Storing a string as UTF8 in C#

PhantomDrummer picture PhantomDrummer · Aug 27, 2012 · Viewed 27.9k times · Source

I'm doing a lot of string manipulation in C#, and really need the strings to be stored one byte per character. This is because I need gigabytes of text simultaneously in memory and it's causing low memory issues. I know for certain that this text will never contain non-ASCII characters, so for my purposes, the fact that System.String and System.Char store everything as two bytes per character is both unnecessary and a real problem.

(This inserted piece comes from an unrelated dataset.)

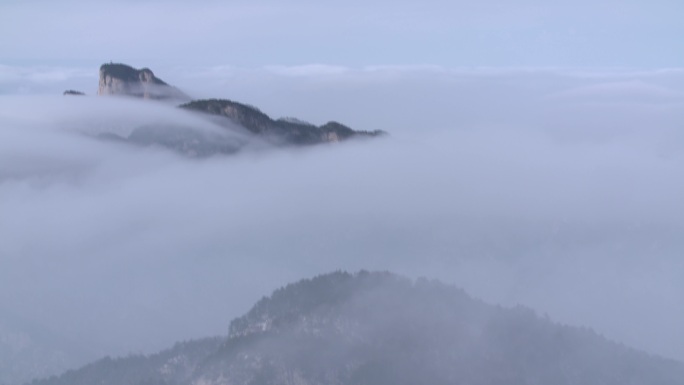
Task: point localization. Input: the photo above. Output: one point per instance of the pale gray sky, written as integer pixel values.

I'm about to start coding my own CharAscii and StringAscii classes - the string one will basically hold its data as byte[], and expose string manipulation methods similar to the ones that System.String does. However this seems a lot of work to do something that seems like a very standard problem, so I'm really posting here to check that there isn't already an easier solution. Is there for example some way I can make System.String internally store data as UTF8 that I haven't noticed, or some other way round the problem?

Answer

KeithS picture KeithS · Aug 27, 2012

Well, you could create a wrapper that retrieves the data as UTF-8 bytes and converts pieces as needed to System.String, then vice-versa to push the string back out to memory. The Encoding class will help you out here:

var utf8 = Encoding.UTF8;
byte[] utfBytes = utf8.GetBytes(myString);

var myReturnedString = utf8.GetString(utfBytes);